Wednesday, June 18, 2008

Looming Crisis of Powerlooms

Looming Crisis of Powerlooms
By Mubasshir Mushtaq

In such a scenario, what the powerloom weavers of Maharashtra should do? Blaming the local trader or baniya will not serve the purpose. Market does not always dance to a Baniya or Marwari's tunes; it functions on an economic term called market forces. Our government needs an effective regulation to curb the undue cotton export to the foreign countries. Government must ensure that the cotton is supplied in the domestic market first. Foreign players, offering lucrative prices, must wait in a queue.

As powerloom weavers of Maharashtra observed state-wide bandh (on June 16) called by Indian Powerloom Federation and Maharashtra Powerloom Federation over escalating yarn prices (which are now on a downward swing) and dwindling prices of grey-cloth, a question must be posed: who must be blamed for this textile crisis which is threatening the 19 lakh strong power loom industry for the past two months?

Should we blame the local trader who very often resorts to black marketing and hoarding in order to artificially raise the yarn prices? Or should the blame be passed on to the spinning mill owners who are well aware of the art of market manipulation?

The above two questions very often determine the fate of the weavers but this time the real reason behind the ongoing recession lay somewhere else. The crisis is wrapped in two words: cotton export.

According to Cotton Advisory Board (a government body under the Central Textile Ministry) the cotton export for the year 2007-2008 is 8.5 million bales, (one cotton bale consists of 170 kgs) out of which 60% has gone to China alone!

India's cotton-based textile industry had been doing extremely well during the year 2003 to 2007, due to the adequate availability of good quality home grown cotton.
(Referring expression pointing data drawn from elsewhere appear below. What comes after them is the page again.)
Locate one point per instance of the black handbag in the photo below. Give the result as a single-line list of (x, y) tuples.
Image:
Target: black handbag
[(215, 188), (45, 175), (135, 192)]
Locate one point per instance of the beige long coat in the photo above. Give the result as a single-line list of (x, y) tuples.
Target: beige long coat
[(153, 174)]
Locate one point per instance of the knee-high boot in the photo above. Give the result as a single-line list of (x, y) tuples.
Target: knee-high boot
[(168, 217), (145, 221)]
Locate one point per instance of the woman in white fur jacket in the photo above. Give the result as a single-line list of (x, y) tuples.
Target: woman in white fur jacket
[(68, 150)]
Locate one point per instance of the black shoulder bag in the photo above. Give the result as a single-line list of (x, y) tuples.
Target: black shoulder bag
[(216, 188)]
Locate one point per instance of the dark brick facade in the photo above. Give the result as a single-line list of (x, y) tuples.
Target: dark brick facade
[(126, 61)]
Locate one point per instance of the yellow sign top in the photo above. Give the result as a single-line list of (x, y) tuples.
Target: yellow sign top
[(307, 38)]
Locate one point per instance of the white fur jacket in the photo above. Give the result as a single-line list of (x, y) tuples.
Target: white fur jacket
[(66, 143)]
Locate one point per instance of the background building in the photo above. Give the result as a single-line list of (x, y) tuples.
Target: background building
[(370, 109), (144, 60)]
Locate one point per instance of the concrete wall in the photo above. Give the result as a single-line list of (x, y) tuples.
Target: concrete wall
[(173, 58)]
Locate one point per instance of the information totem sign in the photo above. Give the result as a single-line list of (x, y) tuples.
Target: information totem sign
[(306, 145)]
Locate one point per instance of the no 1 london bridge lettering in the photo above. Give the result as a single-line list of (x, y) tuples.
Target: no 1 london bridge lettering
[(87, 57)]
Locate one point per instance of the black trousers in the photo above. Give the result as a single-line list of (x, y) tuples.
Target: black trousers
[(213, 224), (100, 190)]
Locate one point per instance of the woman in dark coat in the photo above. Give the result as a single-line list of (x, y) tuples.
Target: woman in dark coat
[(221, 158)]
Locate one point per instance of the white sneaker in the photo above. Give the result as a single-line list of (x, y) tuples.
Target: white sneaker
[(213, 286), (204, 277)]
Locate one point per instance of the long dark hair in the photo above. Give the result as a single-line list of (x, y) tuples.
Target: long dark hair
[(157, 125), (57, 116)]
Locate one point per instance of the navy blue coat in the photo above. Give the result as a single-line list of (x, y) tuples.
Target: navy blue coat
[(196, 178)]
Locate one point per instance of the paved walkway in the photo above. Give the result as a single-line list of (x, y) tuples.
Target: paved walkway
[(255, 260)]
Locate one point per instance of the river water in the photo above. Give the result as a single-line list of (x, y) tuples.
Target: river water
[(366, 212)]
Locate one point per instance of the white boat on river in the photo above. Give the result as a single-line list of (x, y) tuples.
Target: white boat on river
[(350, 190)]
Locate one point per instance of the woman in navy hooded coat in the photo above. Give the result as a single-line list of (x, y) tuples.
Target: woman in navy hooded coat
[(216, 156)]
But during the year 2007-08, apart from various other factors like sudden appreciation of rupee against US dollar, escalation in bank interest rate, slump in the local and export markets, the abnormal cotton price has totally paralysed the performance of the textile industry and in this scenario, even the top ticket mills are incurring huge losses.

If Shri J.Thulasidharan, Deputy Chairman of SIMA (The Southern India Mills' Association) is to be believed government of India did not take necessary steps to control the unabated export of the cotton. He has gone on record to say that many multi national cotton traders, unlike previous year, have entered into the Indian market and dominated the cotton purchases from the beginning of this season. He has warned that if the present trend continues, the spinning mills would be closed soon.

The one cotton candy (which consists of 356 kgs) is normally priced at Rs. 19,000 but this year because of scarcity of the cotton it is being sold at Rs. 25,000 per candy, an increase of more than 35%.

Even CITI (Confederation of Indian Textiles Industry) chairman PD Patodia has warned that "unchecked cotton exports is not healthy for domestic firms. The government has to give heed to industry's concern."

The textiles industry has already asked to put a curb on cotton exports in order to keep a check on prices but the government is in no mood to listen. In an interview given to Reuters on May 8, Union Textile Minister Shankar Singh Vaghela was ecstatic about cotton production. "If the monsoons are good", he said, "We may see production of 35 million bales in 2008-2009." He did not speak a single word about escalating cotton export, which is having a disastrous impact on the powerloom weavers across the country. Interestingly, it is not the farmers who are making money out of the cotton exports but the intermediaries.

Steep cotton prices directly affect yarn prices. And a steep yarn price means an increase in the cost of production of grey-clothes.

Before 2003, when the excise was imposed on powerloom industry, weavers did not know the terminology of loss. With the implementation of free quote trade from January 1, 2005, plain shuttle powerloom products are facing a stiff competition.

In such a scenario, what the powerloom weavers of Maharashtra should do? Blaming the local trader or baniya will not serve the purpose. Market does not always dance to a Baniya or Marwari's tunes; it functions on an economic term called market forces. Our government needs an effective regulation to curb the undue cotton export to the foreign countries. Government must ensure that the cotton is supplied in the domestic market first. Foreign players, offering lucrative prices, must wait in a queue.

It is only by altering the government's policy towards the cotton export; weavers can overcome the present crisis of the power loom industry. Are they ready to compel the government to change its policy?